When the car reached the end of the track he didn't feel as if it had emerged into the open. It might rather have been entering a place so innately dark that it rendered the daylight irrelevant, no more than an illusion. The monastery blocked off the dull sky like a shadow grown substantial, the essence of the blackness that steeped the ground beneath the car. The dozens of unglazed windows put Ray in mind of the multiple eyes of a spider, and their emptiness hinted at the deeper dark within. Natalie was parking the jeep at the foot of the steps that led up to the entrance when Doug uttered a slumbrous grumble. "A wither?"

"Yes, we're there," Ray told him. For a moment he thought his son sounded like a sleepy child, and then he recollected how much more Doug was—realised how he and Natalie were striving to protect their parents in every way they could believe might help. The handbrake rasped as Natalie hauled on the lever, and Doug mumbled "What chew dumb."

"It's the brake," Natalie said. "We're ready whenever you wake up."

It disconcerted Ray how much trouble Doug had with releasing his safety belt and clambering out of the jeep—more than he himself had.
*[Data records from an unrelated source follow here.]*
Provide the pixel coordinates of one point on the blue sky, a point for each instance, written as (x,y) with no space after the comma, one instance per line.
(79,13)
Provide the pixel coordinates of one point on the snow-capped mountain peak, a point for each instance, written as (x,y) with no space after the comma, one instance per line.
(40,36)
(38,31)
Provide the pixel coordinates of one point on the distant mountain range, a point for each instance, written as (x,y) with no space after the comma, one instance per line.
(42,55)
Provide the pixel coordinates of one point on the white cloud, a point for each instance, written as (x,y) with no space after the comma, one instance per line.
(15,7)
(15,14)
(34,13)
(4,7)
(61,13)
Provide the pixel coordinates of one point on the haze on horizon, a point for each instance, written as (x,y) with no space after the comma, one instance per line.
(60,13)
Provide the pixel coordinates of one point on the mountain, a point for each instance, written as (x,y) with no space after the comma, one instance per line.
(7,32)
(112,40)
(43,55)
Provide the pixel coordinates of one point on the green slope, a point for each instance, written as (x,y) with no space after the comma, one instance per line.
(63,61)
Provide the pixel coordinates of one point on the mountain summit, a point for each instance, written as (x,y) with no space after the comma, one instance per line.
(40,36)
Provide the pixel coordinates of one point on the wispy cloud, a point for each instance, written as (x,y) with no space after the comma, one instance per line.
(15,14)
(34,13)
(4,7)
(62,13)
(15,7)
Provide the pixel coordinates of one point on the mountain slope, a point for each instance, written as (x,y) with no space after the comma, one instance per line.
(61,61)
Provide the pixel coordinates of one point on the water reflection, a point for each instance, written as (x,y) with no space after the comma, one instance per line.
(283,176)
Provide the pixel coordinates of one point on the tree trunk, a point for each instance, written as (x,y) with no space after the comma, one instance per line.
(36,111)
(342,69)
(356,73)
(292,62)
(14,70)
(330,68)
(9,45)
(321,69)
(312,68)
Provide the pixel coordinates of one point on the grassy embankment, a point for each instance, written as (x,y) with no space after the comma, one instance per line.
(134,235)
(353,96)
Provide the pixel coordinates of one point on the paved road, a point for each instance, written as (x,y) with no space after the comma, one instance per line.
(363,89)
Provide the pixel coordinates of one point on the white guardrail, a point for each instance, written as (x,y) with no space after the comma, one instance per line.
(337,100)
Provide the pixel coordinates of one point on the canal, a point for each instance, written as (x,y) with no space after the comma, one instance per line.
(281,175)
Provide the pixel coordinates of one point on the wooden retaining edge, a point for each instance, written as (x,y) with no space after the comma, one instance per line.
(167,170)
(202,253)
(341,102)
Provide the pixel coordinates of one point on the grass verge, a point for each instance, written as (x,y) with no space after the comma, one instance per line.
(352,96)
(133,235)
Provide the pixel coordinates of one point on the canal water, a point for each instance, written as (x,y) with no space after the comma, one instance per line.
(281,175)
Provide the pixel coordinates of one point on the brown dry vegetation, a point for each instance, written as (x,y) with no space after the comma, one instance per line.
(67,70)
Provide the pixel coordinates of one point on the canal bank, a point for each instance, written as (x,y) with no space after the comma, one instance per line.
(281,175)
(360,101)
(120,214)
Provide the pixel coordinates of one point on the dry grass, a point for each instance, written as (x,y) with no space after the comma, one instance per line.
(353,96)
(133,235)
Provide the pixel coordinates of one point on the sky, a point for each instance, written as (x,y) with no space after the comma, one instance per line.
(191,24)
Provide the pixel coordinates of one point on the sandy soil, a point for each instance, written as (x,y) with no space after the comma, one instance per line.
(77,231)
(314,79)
Doug blinked at the door when it failed to slam first time, and then he squeezed his eyes shut so fiercely that they seemed to tug his lips into a grimace while he slapped his cheeks with as much vigour as he shook his head. "All right, I'm back in the land of the living," he declared. "Somebody lead on."

He sounded too careless for Ray's liking, but then he and his sister thought the place was deserted. "Where do you want to look?" Ray said.

"We don't particularly want to look anywhere," Natalie retorted. "We thought you were convinced we hadn't gone down far enough."

"Even me and Pris," Doug said. "Even though we went nearly all the way and all we found were caves."

Ray had a foretaste of panic as he said "I thought you wanted me to see for myself."

"If that's what it takes."

"And while we can as well," Natalie said.

"That's the idea," Ray said and set about tramping to the entrance.

Doug and Natalie overtook him on the steps and helped him to the top, and he tried not to let this make him feel enfeebled, less capable of facing whatever lay ahead. Had the door collapsed further? It was hardly even recognisable as the remains of one. As Ray ventured through the entrance, darkness seemed to close around his brain and parch his mouth, and he had an unpleasant sense that it was waiting for him and his children. Surely all this was apprehension, not evidence of a monstrous thirst that their presence had roused, but Ray had to swallow hard so as to ask "Shall I lead the way?"

"Let me," Natalie said and slipped past him.

Did she think she was the most competent of them, or was she simply eager to get the visit finished? At the end of the outer passage, where the walls looked even more oppressively black, she turned away from the chapel. The muffled daylight reached through the windows of the empty cells to impart some dimness to the corridor, but fell short of the steps leading downwards at the end. Natalie hesitated on the topmost step, though only to activate the flashlight on her phone. When Doug switched his on as well Ray said "I'll leave mine off for now. Better keep one in reserve."